El caballero se equivocó, lamentablemente, la sabiduría para ser verdadera, necesita ser capaz de ver lo invisible, tocar lo intangible y percibir lo imperceptible. De otro modo se queda coja, aunque sospecho que no te estoy diciendo nada nuevo.
Pero eso es lo menos importante. A los abuelos se les perdona absolutamente todo, son criaturas maravillosas, imprescindibles y mágicas, casi por definición.
M: Qué sorpresa!!. Muy bienvenida nuevamente. Un gusto de verte por aquí, ahora que las cosas están más en calma. Este abuelo en particular tenía un pequeñísimo punto en contra, era un estudioso. A veces, tanto buscar los por qué, se pierden los imperceptibles, se pasa por alto la magia, se deja de tocar lo intangible, pero como tú bien dices, a los abuelos se les perdona todo. A este más que a ninguno.
Un abrazo y miles de gracias por pasar
G: Que agradable sorpresa. Tienes mucha razón, los abuelos en general son fuentes inagotables de sabiduría y de amor.
Este relato en particular tiene un significado muy especial para mí y tal como le comenté a Anne en su minuto, esa es la razón por la que he querido compartirlo.
Muchas gracias por tus amables palabras. Es un agrado que puedas disfrutar de mis historias, tanto como las disfruto yo.
Un saludo
cuanta sabiduria en ese hombre admirado y respetado que sabe que no tiene todas las respuestas. tus relatos tienen ese no se que de tiempo pasado que transporta.
salut,
Letradeagua: Las gracias te las doy yo, por haber pasado a visitarme. Me alegra mucho que te haya gustado. Un gran abrazo.
Como al narrador de tu relato, me hubiera gustado estudiar medicina aunque, de haberlo hecho, a saber si el camino recorrido me hubiese permitido llegar hoy hasta aquí para disfrutar de esta maravilla que nos has regalado. Es precioso. Gracias Chrieseli.
Tus relatos son siempre muy conmovedores y están escritos con maestría.
Me gusta mucho.
Fanou: Altamente agradecida por tu comentario. Me agrada que te haya gustado. Un abrazo
Querido Luis: Mientras logre sorprenderte me sentiré más que satisfecha con esta bitácora. Un gran abrazo y las gracias acostumbradas por pasar a visitarme.
Saludos,
Anne: Un agrado tu visita. A veces nos damos cuenta de la sapiencia de los viejos cuando nos vamos convirtiendo en ellos. Este relato tiene un valor muy especial para mí, por eso he querido compartirlo con ustedes.

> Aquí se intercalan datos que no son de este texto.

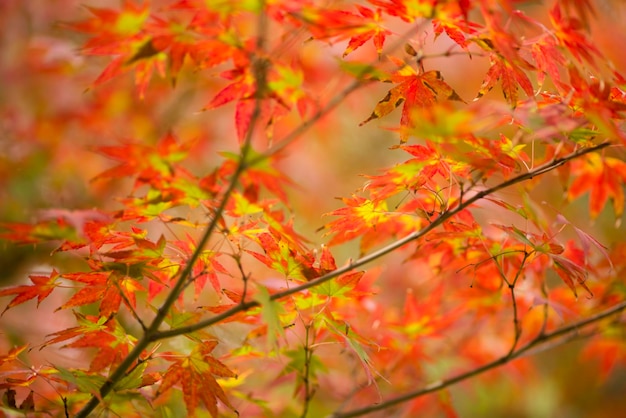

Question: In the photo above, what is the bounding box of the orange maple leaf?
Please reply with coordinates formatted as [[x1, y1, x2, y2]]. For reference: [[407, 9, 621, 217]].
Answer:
[[156, 341, 237, 418], [359, 65, 463, 142], [476, 54, 534, 107], [567, 153, 626, 218], [0, 270, 59, 314]]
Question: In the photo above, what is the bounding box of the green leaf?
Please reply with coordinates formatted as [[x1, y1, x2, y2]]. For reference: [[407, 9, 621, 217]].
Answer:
[[311, 271, 365, 297], [55, 366, 106, 394], [255, 286, 285, 349], [114, 361, 148, 390]]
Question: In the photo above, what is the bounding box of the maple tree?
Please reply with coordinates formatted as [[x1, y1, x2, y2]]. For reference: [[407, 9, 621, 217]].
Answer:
[[0, 0, 626, 418]]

Un abrazo y gracias por pasar.
De nuevo me sorprendes con otro de tus espléndidos relatos, querida chrieseli. Siempre sucede cuando me paso por acá.
Abrazos.
Un abuelo muy sabio el de tu relato, capaz de enseñar a su nieto que la ciencia no lo es todo en la vida, que la magia no existe. Preciosa la última frase donde gana la partida el amor.